Nem sabia o que falar/fazer, acho que passei mal. O Setubão me atingira desde a sola dos pés até o couro cabeludo. O corpo todo (o corpo tomado, digo) tremia de pânico e terror, e ao mesmo tempo era trespassado por uma corrente elétrica cor-de-laranja, cabeçuda. A partir da nuca o formigamento aumentou de temperatura até sacudir minhas orelhas. Tive a nítida sensação de ser engolfado, sub-repticiamente, na base do inopino – e, claro, por trás. Aos poucos, meu campo de visão fora tomado por bolhas pretas, perdi a sensação de tempo, lugar e espaço. Nesse lapso, não sei dizer se foram dias, anos, ou 50 por cento de juros em 4 meses, vaguei pelo limbo dos devedores irremediáveis. A risada de Caçulinha ecoava naquele pântano. Nisso, algum’alma irrompeu do vale dos arrombados (vale dizer, estava no caixa ao lado), e veio ao meu socorro. Ainda meio grogue, lembro-me de ter ouvido essas palavras: “Você nunca foi arrombado? No começo parece estranho, mas depois você se acostuma”.

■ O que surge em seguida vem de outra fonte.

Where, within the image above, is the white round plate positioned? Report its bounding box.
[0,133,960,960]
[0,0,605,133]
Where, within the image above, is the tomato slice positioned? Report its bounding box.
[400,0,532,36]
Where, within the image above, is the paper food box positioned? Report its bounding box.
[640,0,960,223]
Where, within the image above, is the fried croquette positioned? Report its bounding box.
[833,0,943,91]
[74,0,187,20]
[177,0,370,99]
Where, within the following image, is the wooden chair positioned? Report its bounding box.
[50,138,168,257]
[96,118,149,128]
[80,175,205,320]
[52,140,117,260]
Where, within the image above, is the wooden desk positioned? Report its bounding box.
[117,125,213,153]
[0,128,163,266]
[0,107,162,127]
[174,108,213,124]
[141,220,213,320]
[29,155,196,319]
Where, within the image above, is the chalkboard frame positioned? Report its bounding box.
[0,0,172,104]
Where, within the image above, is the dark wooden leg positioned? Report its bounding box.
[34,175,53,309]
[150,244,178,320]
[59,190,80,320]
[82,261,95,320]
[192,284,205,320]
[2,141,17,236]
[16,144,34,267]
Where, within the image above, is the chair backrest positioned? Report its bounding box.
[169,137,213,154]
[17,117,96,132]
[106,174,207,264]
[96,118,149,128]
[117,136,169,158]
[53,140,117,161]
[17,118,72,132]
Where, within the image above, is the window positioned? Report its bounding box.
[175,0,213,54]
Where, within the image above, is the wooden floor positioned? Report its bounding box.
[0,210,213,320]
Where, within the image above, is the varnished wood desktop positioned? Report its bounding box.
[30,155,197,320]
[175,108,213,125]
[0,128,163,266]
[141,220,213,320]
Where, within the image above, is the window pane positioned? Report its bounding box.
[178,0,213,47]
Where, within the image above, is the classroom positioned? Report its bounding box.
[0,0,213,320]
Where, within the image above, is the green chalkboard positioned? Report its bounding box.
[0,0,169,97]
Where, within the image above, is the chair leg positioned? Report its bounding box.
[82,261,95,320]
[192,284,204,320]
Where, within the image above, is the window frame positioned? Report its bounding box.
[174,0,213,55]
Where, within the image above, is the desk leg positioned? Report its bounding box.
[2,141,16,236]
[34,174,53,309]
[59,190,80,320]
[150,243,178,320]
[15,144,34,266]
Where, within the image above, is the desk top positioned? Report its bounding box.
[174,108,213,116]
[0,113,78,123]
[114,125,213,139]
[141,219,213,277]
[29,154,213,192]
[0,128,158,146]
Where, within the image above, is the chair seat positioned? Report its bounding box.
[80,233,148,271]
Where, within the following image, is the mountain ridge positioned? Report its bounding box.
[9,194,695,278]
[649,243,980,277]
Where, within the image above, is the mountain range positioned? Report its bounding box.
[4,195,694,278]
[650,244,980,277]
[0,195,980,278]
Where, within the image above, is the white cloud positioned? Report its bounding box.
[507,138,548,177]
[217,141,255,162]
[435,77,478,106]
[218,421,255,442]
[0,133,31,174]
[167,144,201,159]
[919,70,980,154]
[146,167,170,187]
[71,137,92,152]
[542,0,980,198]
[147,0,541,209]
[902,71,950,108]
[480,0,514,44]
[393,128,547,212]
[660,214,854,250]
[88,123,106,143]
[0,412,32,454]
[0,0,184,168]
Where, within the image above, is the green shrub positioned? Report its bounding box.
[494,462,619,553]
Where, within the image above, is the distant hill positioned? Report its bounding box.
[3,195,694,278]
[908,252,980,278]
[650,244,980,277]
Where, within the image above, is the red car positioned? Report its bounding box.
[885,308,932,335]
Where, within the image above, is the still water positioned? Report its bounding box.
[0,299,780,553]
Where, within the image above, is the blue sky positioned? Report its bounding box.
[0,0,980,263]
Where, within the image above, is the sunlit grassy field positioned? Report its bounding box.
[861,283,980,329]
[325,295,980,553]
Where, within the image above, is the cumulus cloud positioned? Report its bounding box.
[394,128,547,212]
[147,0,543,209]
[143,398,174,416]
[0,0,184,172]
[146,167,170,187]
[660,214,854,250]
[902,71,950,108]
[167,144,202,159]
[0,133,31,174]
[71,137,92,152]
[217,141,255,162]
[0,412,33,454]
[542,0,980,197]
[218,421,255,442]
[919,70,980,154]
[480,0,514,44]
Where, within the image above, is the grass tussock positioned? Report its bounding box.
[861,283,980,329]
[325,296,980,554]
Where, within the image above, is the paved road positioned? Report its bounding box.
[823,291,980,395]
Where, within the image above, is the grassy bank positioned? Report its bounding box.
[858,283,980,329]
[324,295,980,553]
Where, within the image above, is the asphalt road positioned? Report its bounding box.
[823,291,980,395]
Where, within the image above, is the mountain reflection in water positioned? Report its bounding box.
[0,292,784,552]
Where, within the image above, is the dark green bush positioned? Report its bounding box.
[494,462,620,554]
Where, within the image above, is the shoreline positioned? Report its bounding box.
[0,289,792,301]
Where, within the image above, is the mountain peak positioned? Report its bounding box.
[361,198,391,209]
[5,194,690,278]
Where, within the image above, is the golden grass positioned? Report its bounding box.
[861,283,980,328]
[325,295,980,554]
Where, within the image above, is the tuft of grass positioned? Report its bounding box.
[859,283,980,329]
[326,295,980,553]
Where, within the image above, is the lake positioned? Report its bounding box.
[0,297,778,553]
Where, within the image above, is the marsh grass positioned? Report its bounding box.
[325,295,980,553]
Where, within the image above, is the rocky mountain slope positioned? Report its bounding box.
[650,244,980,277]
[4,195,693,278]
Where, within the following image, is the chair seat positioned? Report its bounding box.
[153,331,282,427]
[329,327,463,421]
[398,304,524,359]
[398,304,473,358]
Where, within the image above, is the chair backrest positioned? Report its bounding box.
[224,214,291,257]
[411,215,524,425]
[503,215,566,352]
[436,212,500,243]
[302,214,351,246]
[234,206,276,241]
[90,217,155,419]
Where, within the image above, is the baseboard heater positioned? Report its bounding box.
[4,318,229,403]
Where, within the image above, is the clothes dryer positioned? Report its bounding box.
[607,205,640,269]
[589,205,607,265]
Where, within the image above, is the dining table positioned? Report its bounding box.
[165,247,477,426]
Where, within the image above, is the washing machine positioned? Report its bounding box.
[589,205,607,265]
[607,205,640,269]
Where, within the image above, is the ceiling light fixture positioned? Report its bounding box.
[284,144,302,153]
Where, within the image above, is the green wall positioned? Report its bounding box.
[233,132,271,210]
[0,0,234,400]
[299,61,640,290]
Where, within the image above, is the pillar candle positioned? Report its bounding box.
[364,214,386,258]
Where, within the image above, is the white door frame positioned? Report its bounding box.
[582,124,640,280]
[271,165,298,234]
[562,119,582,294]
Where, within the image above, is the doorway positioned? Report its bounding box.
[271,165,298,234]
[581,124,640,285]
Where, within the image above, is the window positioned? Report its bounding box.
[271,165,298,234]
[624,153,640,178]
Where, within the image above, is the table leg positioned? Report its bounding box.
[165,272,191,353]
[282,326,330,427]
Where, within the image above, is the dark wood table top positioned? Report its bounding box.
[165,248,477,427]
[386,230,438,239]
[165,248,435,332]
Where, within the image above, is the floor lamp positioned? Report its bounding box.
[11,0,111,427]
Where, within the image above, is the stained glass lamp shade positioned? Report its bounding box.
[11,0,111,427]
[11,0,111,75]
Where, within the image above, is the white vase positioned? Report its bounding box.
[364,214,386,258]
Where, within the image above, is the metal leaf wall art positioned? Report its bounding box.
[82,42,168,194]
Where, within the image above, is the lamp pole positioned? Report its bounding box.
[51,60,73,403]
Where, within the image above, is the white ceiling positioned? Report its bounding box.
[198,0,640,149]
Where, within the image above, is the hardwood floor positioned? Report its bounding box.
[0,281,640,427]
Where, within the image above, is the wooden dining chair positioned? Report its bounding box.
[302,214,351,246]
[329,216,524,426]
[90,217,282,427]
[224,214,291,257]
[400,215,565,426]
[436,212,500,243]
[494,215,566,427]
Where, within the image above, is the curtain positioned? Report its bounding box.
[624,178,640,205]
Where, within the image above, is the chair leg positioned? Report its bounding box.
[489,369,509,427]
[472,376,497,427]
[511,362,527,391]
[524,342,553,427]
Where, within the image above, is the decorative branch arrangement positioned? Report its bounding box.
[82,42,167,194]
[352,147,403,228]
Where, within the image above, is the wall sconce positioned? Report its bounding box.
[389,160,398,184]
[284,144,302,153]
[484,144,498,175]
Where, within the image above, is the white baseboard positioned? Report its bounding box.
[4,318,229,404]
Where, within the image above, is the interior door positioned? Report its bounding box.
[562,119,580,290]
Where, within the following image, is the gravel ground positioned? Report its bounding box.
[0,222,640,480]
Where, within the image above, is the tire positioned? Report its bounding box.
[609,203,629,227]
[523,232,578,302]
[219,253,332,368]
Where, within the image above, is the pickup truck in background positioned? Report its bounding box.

Fazer o quê? Depois de o Setubão rasgar o seu reto e perfurar seu intestino, o negócio é ir ao médico e costurar as pregas, gastar todo o dinheiro emprestado e, em seguida, voltar à financeira e pegar outro empréstimo para poder pagar as prestações da funerária e a entrada do cineminha que nem parece banco, porque banco não é, o nome disso é tortura com requintes de crueldade, sadismo, empalamento. Podia até ser um filme brasileiro.
*Marcelo Mirisola, 42, é paulistano, autor de Proibidão (Editora Demônio Negro), O herói devolvido, Bangalô, O azul do filho morto (os três pela Editora 34), Joana a contragosto (Record), entre outros.